After Lehman Brothers went down, comments circulated on social media that if it had been a partnership of Lehman Sisters maybe greed wouldn't have gotten the better of it.
It isn't healthy to stereotype, and it may or may not be a useful exercise to study how many women have risen in investment banking and whether or not they do things differently from men. Certainly, whatever the investment style, in a competition for profitability one has to achieve results or else lose clients. But sustainable investing is proving that profits can come with a caring touch, and many women, and men, are excelling at it.
Here's one story of two women and their own quiet revolution.
Lily Engelhardt began a career in investing in 1981 and soon hired another Lily, LiliAnn Stafford. The two lived through the many waves of consolidation in New York investment banking: in 1986 they went to work for Shearson, which became Smith Barney, which became Morgan Stanley. Today they are wealth managers calling themselves "the Lily Group," under the Morgan Stanley umbrella.
Because an early client was the pension fund of a labor union, the Lilies were tasked with some investment screening. The union asked them to avoid investing in companies known for union busting, to refrain from directly or indirectly investing in South Africa during Apartheid, and not to buy bonds funding a nuclear power plant. A few years later, they were adding companies supportive of gay rights to their clients' portfolios. "Our socially responsible investing began with the practice of screening for companies people didn't want to work with," says Engelhardt. It has evolved with the market, and today includes proactive impact investing, and shareholder activism through proxy voting to influence corporate practices.
In 1992 the Lilies began investing in a green fund, in response to client demand, and soon after they helped convert a Morgan Stanley value fund into a socially responsible fund. At this stage, still working with unions, they noticed that a large group of women was behind a garment industry pension fund interested in socially responsible investing. When they held a workshop to educate workers, mostly women, "we were stunned by how little they knew," recounts Stafford. "They didn't know what questions to ask. They needed to be empowered."
This drove the Lilies to reach out to women as clients. "Even today, when a brother and sister come in asking us to manage, the sister will tend to defer to the brother," says Engelhardt.
Indeed, a recent study by the Spectrem Group showed that although the number ofwealthy women in the US is growing at a much faster rate than that of men, more wealthy women consider themselves "only fairly knowledgeable with a great deal to learn."
So with women clients the Lilies make an extra effort to educate and empower. TheLily Group web page promises women a holistic, sisterly approach with plenty of personal attention. "Your money is probably just as intimate as your marriage," says Stafford. "It's a very guarded topic. And women have always taken care of women."
The Lilies take calls at night from clients who have waited to tuck in the kids, and offer crayons in the office. They enjoy hearing women outline their dreams and goals and chat about the obstacles in their way.

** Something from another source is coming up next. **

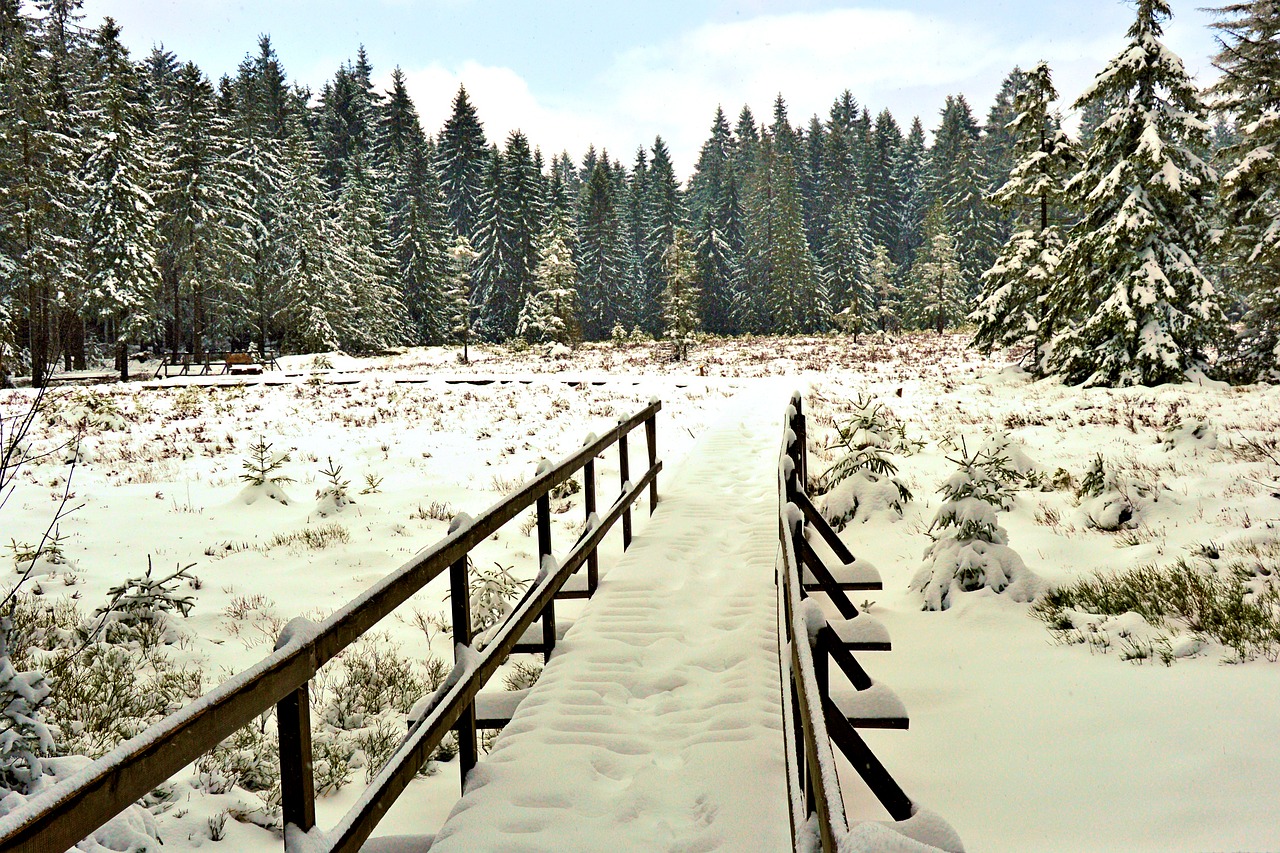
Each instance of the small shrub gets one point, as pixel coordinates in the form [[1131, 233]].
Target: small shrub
[[1214, 606], [264, 465]]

Over the years, women have been warmed by the Lilies' welcoming approach, and also drawn to their emphasis on sustainable investing. "We've found in general women are more attuned to gun control--they'll say no defense, no gambling, no alcohol in my portfolio," says Engelhardt. "They care about domestic partnerships, they care about women in the workplace, they care about privacy issues, social justice; child labor is huge. Another thing that concerns women is animal testing in the cosmetic industry. And cleaner energy is a big focus, especially now that the Rockefeller Foundation is divesting from fossil fuels."
The Spectrem study confirms women's inclination towards sustainability: 86% of high income women consider the reputation of companies they are investing in, and 46% specifically consider the social responsibility of companies. These numbers are much higher than those for other affluent investors.
The Lilies won't turn away clients not interested in socially responsible investing, but they'll offer them lots of options. And there are many options available today that are socially responsible and profitable at the same time. Indeed, there are studies to show that companies with more female directors outperform companies without women on their boards, and that companies highly ranked for sustainability perform better than general stock indexes.
The Lilies are not alone on Wall Street, or elsewhere in the financial industry, though we don't hear much about these quiet changemakers. There are both a growing number of women in finance, and more investment managers who are socially responsible, women and men alike. Maybe it's time to look to their kind to take the lead.